It's worth pointing out that the ML workspace gives you full control over virtual network settings, so you can keep this compute resource or associated storage accounts etc. in their own virtual network, away from the prying eyes of the Internet. Your InfoSec team will probably be happy to hear that their valuable and sensitive training data will always be secure.

Once the above command finishes running, you should see a compute resource provisioned for you, as shown in Figure 4.

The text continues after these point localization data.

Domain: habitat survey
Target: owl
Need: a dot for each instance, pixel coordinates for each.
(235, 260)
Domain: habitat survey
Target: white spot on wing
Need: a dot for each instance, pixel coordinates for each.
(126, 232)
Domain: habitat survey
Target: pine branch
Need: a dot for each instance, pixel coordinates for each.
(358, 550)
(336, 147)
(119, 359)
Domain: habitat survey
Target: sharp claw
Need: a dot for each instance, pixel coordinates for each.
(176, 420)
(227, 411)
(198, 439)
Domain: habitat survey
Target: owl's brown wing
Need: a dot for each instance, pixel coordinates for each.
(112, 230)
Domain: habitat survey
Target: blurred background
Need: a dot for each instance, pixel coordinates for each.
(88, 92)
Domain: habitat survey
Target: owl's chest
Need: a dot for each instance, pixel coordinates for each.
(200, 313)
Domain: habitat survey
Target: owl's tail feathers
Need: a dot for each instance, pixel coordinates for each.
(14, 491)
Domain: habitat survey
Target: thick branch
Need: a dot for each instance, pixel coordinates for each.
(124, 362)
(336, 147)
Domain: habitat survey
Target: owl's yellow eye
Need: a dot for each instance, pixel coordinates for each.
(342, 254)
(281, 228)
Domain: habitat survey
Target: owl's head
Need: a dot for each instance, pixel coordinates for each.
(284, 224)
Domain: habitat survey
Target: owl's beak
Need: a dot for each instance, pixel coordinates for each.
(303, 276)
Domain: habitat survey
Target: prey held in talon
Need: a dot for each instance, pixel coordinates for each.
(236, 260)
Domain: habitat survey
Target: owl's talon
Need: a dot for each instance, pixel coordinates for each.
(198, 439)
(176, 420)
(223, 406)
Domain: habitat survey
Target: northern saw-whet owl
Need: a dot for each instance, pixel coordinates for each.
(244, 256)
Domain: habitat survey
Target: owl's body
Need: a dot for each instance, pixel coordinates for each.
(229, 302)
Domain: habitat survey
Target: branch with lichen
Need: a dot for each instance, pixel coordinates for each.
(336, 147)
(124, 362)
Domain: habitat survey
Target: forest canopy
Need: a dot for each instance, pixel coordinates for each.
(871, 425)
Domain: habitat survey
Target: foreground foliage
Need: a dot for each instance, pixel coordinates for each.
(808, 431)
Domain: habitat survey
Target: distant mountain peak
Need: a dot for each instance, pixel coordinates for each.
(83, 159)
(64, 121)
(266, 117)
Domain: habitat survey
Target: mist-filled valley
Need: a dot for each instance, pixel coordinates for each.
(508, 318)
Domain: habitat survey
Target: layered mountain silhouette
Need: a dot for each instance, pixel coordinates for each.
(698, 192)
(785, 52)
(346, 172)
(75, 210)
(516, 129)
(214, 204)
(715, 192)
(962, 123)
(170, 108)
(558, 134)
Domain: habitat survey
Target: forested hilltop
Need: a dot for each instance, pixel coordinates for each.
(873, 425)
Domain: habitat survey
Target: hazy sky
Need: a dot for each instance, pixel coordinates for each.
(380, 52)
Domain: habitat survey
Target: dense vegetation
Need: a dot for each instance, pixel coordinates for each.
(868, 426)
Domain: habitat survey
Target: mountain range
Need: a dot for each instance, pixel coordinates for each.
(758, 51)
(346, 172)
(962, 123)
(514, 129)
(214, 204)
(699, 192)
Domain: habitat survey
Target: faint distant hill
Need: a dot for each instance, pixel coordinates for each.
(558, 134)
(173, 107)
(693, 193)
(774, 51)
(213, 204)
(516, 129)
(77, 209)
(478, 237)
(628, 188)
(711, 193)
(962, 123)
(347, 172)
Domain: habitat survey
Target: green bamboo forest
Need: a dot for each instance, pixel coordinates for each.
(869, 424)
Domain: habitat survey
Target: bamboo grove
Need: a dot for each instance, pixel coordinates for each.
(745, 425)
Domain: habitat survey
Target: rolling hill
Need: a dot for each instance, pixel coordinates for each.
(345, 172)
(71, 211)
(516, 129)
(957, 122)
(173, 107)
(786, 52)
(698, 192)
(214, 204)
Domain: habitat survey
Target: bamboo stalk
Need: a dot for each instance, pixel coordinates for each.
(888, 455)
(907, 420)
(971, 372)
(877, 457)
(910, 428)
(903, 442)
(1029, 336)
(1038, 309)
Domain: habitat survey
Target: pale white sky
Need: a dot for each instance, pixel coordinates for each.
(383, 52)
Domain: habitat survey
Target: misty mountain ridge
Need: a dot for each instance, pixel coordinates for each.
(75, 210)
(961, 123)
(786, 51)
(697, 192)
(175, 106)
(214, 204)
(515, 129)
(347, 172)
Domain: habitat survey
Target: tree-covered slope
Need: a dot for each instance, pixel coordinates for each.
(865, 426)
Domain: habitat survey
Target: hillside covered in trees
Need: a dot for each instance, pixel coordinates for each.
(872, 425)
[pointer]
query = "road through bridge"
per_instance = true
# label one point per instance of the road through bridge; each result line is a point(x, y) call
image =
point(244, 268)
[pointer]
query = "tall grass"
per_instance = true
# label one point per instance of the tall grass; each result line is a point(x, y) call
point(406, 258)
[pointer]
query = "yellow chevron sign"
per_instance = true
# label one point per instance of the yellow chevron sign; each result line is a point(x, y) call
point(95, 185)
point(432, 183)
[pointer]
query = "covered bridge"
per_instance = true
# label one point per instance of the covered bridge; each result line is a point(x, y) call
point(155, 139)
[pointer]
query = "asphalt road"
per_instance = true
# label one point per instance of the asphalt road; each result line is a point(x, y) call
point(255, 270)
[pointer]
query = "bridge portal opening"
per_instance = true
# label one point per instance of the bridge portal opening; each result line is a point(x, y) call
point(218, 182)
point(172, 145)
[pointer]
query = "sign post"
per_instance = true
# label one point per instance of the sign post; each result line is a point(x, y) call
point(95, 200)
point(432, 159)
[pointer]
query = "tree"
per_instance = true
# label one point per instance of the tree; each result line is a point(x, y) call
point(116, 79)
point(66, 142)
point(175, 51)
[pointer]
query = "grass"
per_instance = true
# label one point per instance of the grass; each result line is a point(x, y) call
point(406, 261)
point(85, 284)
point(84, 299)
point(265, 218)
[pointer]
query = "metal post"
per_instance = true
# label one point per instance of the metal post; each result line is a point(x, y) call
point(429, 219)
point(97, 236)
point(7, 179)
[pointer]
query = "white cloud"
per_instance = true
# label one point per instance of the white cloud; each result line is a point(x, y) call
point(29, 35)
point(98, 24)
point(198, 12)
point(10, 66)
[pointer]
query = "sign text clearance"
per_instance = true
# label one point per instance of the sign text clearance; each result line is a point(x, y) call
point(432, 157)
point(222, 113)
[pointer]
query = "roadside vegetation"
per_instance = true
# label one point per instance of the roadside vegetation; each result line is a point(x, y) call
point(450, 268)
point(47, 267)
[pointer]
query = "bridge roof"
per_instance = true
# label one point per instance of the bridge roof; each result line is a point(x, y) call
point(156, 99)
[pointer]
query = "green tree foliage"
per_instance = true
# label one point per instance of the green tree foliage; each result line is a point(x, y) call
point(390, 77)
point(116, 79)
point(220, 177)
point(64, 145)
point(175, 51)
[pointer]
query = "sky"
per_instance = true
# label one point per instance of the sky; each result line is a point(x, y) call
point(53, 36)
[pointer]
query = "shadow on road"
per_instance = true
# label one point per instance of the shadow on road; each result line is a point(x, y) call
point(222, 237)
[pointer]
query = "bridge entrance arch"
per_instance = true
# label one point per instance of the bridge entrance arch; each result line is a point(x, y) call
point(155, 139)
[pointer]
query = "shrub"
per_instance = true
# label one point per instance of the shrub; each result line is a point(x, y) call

The name of the compute resource is important. Now I wish to be able to submit my experiment and in order to submit it, I need to supply a configuration. This configuration file resides in the .azureml folder in a file called sklearn.runconfig. You can see my sklearn.runconfig in Listing 2. Of special note in Listing 2, is the value of “target”. Look familiar? That's the name of the compute target you created earlier.

Listing 2: The sklearn.runconfig file

{
    "script": "train-sklearn.py", "framework": "Python", "communicator": "None", 
    "target": "mycomputetarget", "environment": {
        "python": {
            "interpreterPath": "python", "userManagedDependencies": false,
                "condaDependencies": {
                    "dependencies":[
                        "python=3.6.2",
                        "scikit-learn",
                        {
                        "pip":["azureml-defaults"]
                        }
                    ]
                }
        },
        "docker": {
            "baseImage":"mcr.microsoft.com/azureml/base:0.2.4";,
            "enabled": true,
            "gpuSupport": true
        }
    }
}

You also need to provide the necessary dependencies your experiment depends on. I've chosen to provide those in a file called training-env.yml, the contents of which can be seen in Listing 3.

Listing 3: The dependencies file training-env.yml

name: project_environment       
dependencies:  
    - python=3.6.2  
    - pip:    
        - azureml-defaults    
        - scikit-learn    
        - numpy

Assuming that you have a config.json in your .azureml folder pointing to the requisite subscription and ML workspace, you can submit an experiment using the following command.

az ml run submit-script
-c sklearn -e test
-d training-env.yml
train-sklearn.py

By running the above command, you'll get a link to a Web view where you can track the status of the submitted run. At this time, you can just wait for this command to finish, or observe the status of the run under the “Experiments” tab under your ML workspace.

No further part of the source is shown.